Re: [Qemu-devel] [RFC] live snapshot, live merge, live block migration

Jagane Sundar <jagane@xxxxxxxxxx> · Mon, 16 May 2011 01:23:35 -0700

Hello Dor,

Let me see if I understand live snapshot correctly:
If I want to configure a VM for daily backup, then I would do
the following:
- Create a snapshot s1. s0 is marked read-only.
- Do a full backup of s0 on day 0.
- On day 1, I would create a new snapshot s2, then
  copy over the snapshot s1, which is the incremental
   backup image from s0 to s1.
- After copying s1 over, I do not need that snapshot, so
  I would live merge s1 with s0, to create a new merged
  read-only image s1'.
- On day 2, I would create a new snapshot s3, then
   copy over s2, which is the incremental backup from
   s1' to s2
- And so on...

With this sequence of operations, I would need to keep a
snapshot active at all times, in order to enable the
incremental backup capability, right?

If the base image is s0 and there is a single snapshot s1, then a
read operation from the VM will first look in s1. if the block is
not present in s1, then it will read the block from s0, right?
So most reads from the VM will effectively translate into two
reads, right?

Isn't this a continuous performance penalty for the VM,
amounting to almost doubling the read I/O from the VM?

Please read below for more comments:
2. Robustness of this solution in the face of
errors in the disk, etc. If any one of the snapshot
files were to get corrupted, the whole VM is
adversely impacted.
Since the base images and any snapshot which is not a leaf is marked as
read only there is no such risk.

What happens when a VM host reboots while a live merge of s0
and s1 is being done?
The primary goal of Livebackup architecture was to have zero
performance impact on the running VM.

Livebackup impacts performance of the VM only when the
backup client connects to qemu to transfer the modified
blocks over, which should be, say 15 minutes a day, for a
daily backup schedule VM.
In case there were lots of changing for example additional 50GB changes
it will take more time and there will be a performance hit.

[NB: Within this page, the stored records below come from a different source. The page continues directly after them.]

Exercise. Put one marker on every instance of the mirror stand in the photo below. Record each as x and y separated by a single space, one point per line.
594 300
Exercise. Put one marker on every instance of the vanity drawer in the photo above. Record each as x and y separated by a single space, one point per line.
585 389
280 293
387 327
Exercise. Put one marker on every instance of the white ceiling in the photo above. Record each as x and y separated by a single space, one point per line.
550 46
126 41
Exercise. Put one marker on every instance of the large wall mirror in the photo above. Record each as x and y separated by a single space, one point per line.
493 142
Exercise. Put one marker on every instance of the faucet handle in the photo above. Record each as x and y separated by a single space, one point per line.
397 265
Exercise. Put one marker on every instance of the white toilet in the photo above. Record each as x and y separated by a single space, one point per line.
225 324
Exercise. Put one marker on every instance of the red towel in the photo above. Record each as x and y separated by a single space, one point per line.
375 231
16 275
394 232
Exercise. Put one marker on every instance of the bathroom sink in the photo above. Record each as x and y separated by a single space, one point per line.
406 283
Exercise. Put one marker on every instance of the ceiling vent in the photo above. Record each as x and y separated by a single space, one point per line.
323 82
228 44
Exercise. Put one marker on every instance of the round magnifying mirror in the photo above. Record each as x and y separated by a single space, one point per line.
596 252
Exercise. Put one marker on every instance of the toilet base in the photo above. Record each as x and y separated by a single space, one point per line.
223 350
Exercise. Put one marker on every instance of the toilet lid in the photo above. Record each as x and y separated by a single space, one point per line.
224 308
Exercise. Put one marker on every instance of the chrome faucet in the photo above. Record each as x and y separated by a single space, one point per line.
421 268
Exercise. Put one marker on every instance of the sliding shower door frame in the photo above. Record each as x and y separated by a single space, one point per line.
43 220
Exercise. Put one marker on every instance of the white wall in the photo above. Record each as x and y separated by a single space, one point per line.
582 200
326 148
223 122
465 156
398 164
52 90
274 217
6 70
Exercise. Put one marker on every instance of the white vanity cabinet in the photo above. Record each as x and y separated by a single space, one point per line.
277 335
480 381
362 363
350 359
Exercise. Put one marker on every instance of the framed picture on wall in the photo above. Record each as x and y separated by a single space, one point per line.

Of course, the performance hit is proportional to the amount of data
being copied over. However, the performance penalty is paid during
the backup operation, and not during normal VM operation.

One useful thing to do is to evaluate the important use cases
for this technology, and then decide which approach makes
most sense. As an example, let me state this use case:
- A IaaS cloud, where VMs are always on, running off of a local
disk, and need to be backed up once a day or so.

Can you list some of the other use cases that live snapshot and
live merge were designed to solve. Perhaps we can put up a
single wiki page that describes all of these proposals.
Both solutions can serve for the same scenario:
With live snapshot the backup is done the following:

1. Take a live snapshot (s1) of image s0.
2. Newer writes goes to the snapshot s1 while s0 is read only.
3. Backup software processes s0 image.
     There are multiple ways for doing that -
     1. Use qemu-img and get the dirty blocks from former backup.
        - Currently qemu-img does not support it.
        - Nevertheless, such mechanism will work for lvm, btrfs, NetApp
     2. Mount the s0 image to another guest that runs traditional backup
        software at the file system level and let it do the backup.
4. Live merge s1->s0
     We'll use live copy for that so each write is duplicated (like your
     live backup solution).
5. Delete s1

As you can see, both approaches are very similar, while live snapshot is
more general and not tied to backup specifically.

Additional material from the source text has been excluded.